There's huge social pressure to give your kid money for the bookfair, so parents who would otherwise never buy a book for their kids, cough up the ten bucks. And what can the kids buy with it? Remainders that have sold nowhere else, overpriced pencils, posters, and TV tie-ins.
At the same time that I hate it, though, I have to say--it makes money. 6Boxes laments that Scholastic has a monopoly on bookfairs, but maybe this is WHY they have a monopoly. They don't ever push the envelope. They keep everything mainstream to a fault. When everyone cries out for a book to be included, then they know it is time to add it to the bookfair, but not before.
Anon2
As a Canadian who is often baffled by America’s policy on things like censorship particularly when free speech is in the country’s constitution, I’ll say this, it is up to the individual to put up the good fight. Now your rights Americans then make certain it is upheld.

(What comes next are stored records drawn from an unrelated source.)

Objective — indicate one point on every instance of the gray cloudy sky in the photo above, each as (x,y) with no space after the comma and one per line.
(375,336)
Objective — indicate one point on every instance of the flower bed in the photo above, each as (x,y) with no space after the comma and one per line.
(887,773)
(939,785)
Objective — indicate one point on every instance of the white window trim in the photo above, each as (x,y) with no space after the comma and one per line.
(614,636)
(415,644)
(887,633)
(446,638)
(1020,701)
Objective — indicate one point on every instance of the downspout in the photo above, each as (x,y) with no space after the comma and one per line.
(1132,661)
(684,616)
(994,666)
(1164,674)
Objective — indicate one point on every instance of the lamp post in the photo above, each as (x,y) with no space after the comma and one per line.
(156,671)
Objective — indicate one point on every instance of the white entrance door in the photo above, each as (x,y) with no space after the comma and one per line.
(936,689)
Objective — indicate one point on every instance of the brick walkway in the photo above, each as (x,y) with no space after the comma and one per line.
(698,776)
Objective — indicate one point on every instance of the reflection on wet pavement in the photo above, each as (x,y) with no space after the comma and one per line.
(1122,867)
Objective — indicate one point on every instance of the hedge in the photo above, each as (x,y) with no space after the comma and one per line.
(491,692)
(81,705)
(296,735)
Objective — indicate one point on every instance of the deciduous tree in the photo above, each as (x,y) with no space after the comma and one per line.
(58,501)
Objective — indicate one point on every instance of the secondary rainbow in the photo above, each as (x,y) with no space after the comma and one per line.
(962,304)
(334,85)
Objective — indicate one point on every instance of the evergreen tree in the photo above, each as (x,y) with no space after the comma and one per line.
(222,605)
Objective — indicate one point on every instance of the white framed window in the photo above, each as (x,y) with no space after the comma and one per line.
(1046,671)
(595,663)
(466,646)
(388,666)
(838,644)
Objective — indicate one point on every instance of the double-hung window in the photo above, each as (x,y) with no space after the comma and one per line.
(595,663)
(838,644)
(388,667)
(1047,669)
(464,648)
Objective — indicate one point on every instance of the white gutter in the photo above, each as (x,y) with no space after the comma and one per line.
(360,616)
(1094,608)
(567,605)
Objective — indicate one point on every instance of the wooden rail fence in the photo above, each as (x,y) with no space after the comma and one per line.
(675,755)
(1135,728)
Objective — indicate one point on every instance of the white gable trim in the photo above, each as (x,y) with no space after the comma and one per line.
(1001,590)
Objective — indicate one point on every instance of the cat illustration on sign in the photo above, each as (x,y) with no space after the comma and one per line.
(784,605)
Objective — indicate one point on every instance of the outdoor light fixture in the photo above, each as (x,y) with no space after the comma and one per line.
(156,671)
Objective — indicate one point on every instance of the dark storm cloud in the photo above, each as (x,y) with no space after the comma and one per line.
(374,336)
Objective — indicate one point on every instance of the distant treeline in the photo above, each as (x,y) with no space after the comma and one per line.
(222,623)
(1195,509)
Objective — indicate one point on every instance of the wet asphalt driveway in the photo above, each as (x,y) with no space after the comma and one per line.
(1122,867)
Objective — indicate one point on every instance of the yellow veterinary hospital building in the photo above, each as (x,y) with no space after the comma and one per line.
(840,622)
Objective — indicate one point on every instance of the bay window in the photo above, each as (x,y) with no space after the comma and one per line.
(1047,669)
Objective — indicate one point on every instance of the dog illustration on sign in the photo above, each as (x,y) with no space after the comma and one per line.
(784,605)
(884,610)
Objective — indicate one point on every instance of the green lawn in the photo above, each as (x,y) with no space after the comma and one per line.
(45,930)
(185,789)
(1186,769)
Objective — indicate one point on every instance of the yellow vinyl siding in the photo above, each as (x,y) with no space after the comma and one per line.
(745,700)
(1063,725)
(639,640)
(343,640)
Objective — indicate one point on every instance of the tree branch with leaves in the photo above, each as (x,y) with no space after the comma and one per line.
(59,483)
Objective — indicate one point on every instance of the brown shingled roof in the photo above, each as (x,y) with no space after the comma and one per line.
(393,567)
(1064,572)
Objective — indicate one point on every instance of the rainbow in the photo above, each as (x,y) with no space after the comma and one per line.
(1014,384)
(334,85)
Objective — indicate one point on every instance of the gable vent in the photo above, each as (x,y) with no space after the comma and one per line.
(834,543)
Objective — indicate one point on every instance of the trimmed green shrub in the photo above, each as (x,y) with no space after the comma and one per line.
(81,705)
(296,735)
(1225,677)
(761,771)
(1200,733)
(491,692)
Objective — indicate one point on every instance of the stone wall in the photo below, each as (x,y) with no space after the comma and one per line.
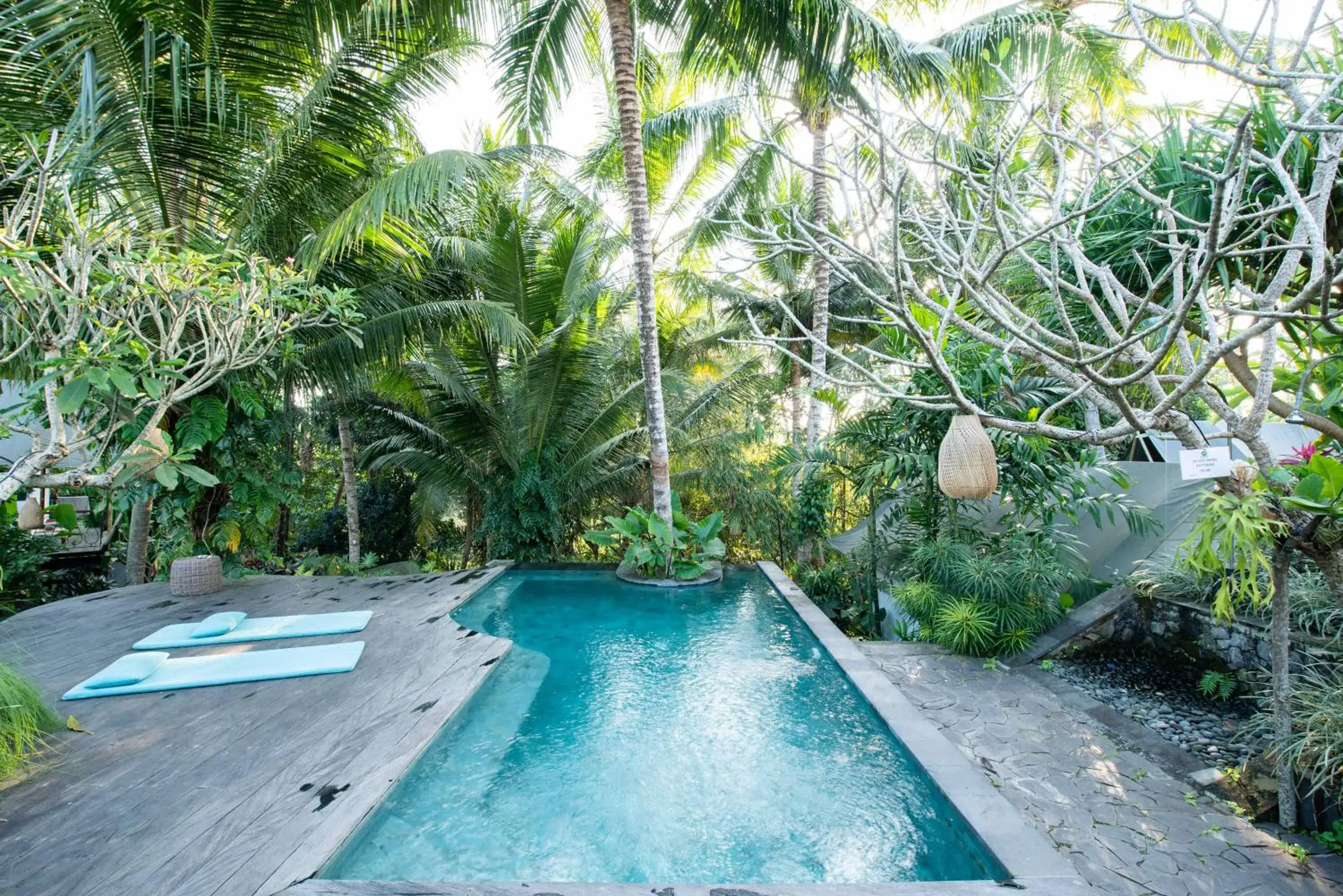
(1166,625)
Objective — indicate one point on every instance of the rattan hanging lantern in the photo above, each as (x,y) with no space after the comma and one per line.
(967,467)
(31,515)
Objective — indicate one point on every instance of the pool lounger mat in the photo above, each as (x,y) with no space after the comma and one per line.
(235,628)
(147,672)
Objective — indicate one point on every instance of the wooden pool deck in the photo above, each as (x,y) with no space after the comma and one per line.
(237,789)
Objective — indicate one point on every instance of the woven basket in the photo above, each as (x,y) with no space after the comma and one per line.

I agree Roger. The "homosexual content" bit was about the lamest thing ever.
Seconded. Is it "sexual content" if a kid has, well, parents? What about all those books about kids with a baby sibling on the way? Does anyone have a problem with those? I don't think so.
My middle grade novel was considered by Scholastic Book Club-- they wanted me to take out the word "butt," any reference to the girl's period, etc etc. I was mayyybe willing to take out "butt" but come on, getting your period is biology. You take the good, you take the bad, you take them both and there you have the Facts of Life. I see nothing controversial in the Facts of Life.